Furthermore, during the first two months of the year, all links in the different value chains have seen their profitability affected by strong increases in costs, not only due to the devaluation, but also to the increase in transportation and logistics, among others.

Food: larger and smaller price gaps in February

Among the products with the largest gaps, CAME observed that there were more increases in the lemon (9.9 times), the garlic (8.1), the Red Apple (6,6), the zucchini (6.3) and the pear (6.2), were the five products that presented the greatest difference between origin and destination prices.

He lemondue to an excess of supply that will also be replicated in sweet citrus – given the good harvest prospect -, presented a drop in prices for both the producer (45.1%) and the consumer (11.2%), while the garlic It only presented variations in gondola, registering an increase of 6.8%.

For their part, the pome fruits -in a new harvest and pricing season for 2024- behaved differently. The apple presented an increase both at origin (11.5%) and at destination (14.3%), but the pear It only increased for the producer (14.1%), since it decreased for the consumer by 5.4%.

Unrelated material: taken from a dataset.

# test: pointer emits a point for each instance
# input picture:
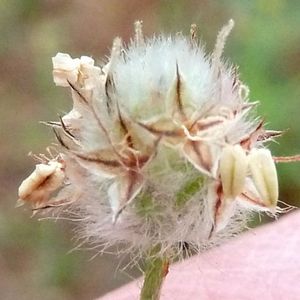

Lastly, the zucchinia product that rose at both ends of the chain: 34.2% at origin and 21.2% at destination.

Among the products with the smallest gap There are three fruit and vegetable crops and two of animal origin. The latter are the chicken (1,6) and the egg (1.8), products that generally have an integrated production system – all actors in their respective value chains are part of the business risk – increased both at origin and destination.

He chicken it rose 0.5% in gondola and 73.8% at origin, due to a rearrangement of prices; while the egg it increased 31.9% for the producer and 19.4% for the consumer.

For his part, the cabbage and the Strawberry They also increased their prices at both ends of the chain: 7% and 10.2% to the producer, while on the gondola they showed an increase of 37% and 1.4% respectively.

Lastly, the peppera vegetable whose prices fell 31.5% at origin and 0.7% to the consumer.